How often do events and daily drama trap us in reactivity?
Reactivity seems to always engage us in some kind of doing response. In fact, the reactivity itself is a doing. When we react, we’re always taking the world and ourselves to be something other than they are – and this is a subtle form of doing. Of course, I am defining reactivity here as mental and emotional response.
This type of reactive state results in a form of mental grinding and emotional juicing that is fundamentally a form of suffering.
In contrast to all of this doing drama is a way of being that centers around non-doing. Grokking the concept of non-doing can be difficult as conceptualizing is a form of doing and our whole lives have engaged us in doing.

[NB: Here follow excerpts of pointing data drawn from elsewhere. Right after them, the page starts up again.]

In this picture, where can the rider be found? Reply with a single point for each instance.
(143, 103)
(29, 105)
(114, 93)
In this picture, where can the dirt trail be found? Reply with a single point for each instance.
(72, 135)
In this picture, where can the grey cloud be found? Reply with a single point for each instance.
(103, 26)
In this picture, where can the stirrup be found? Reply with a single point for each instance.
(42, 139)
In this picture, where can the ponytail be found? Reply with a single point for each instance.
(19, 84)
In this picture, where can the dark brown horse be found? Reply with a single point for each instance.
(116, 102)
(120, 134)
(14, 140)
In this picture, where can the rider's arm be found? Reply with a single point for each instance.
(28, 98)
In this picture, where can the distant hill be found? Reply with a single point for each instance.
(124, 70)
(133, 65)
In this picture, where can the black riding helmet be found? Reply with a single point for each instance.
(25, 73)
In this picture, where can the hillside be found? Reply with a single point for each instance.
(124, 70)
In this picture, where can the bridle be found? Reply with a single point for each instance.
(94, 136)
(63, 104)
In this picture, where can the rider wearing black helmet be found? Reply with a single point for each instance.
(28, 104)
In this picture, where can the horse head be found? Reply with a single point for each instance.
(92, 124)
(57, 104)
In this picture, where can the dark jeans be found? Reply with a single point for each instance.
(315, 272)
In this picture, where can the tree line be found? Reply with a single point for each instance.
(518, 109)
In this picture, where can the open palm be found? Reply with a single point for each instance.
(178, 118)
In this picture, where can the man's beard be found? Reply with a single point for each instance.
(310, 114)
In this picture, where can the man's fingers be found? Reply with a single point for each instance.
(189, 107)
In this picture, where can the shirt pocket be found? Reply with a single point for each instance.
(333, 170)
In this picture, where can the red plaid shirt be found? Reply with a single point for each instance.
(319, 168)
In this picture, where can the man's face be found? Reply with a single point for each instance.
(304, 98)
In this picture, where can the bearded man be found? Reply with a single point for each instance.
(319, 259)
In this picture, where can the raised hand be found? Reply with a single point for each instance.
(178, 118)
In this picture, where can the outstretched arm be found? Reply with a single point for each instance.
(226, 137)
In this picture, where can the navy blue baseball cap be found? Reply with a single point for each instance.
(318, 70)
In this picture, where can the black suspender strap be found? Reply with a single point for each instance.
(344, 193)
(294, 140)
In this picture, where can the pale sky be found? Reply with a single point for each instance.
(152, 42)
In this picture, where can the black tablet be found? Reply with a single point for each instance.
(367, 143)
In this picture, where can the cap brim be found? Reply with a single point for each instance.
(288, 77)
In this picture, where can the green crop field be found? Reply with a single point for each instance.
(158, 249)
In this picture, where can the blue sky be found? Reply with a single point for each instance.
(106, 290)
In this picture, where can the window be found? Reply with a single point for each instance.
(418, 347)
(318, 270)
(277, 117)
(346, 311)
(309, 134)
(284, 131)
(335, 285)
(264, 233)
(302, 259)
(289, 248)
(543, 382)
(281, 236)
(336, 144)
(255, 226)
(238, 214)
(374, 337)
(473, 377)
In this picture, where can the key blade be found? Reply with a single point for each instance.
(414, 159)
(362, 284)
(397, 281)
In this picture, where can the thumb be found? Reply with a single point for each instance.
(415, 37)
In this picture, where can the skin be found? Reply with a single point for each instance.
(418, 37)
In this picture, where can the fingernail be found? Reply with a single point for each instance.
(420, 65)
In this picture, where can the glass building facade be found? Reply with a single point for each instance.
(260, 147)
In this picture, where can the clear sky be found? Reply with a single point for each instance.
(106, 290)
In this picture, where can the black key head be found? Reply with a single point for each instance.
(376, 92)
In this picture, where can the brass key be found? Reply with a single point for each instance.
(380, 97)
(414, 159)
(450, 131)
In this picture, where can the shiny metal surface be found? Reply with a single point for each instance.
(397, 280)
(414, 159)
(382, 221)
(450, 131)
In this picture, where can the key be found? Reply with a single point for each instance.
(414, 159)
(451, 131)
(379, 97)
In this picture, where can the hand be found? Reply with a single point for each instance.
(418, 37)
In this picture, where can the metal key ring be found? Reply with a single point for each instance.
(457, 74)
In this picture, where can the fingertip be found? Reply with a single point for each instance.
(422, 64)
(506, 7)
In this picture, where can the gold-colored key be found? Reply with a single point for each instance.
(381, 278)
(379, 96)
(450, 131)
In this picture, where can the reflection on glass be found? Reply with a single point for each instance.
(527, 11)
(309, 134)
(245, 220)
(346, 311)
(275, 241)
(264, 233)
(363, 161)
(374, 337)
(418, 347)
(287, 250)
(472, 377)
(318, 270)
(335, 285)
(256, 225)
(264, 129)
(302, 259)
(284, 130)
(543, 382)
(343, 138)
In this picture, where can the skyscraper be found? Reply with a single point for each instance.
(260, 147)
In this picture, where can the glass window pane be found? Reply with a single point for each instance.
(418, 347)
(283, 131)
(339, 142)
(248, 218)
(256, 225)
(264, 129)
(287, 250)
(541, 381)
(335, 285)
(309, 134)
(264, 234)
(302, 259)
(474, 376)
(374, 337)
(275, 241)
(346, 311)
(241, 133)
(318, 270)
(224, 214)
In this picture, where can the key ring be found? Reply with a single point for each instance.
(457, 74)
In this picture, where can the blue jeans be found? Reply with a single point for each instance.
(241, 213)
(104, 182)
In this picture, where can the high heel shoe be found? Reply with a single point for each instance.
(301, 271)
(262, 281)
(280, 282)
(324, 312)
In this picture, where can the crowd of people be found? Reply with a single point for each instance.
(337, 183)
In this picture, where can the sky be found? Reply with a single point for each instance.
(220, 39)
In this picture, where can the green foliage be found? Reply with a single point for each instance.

Doing to understand, doing to experience, doing to get, doing to survive – the doing list is endless.
In approaching the practices of non-doing, we usually begin by making the non-doing practice a doing – it’s difficult and challenging to not do.
Non-doing is like a form of brewing – we sit and don’t follow any thought, feeling or sensation. We rest in presence and awareness.
Making tea involves brewing and it’s easy to apply an analogy here. When we sit in non-doing, abiding in presence and awareness, our consciousness begins to naturally move more into the foreground. Our presence deepens. Our awareness sharpens. Consciousness strengthens.
Perhaps our souls are really tea bags looking for a good pot of hot water!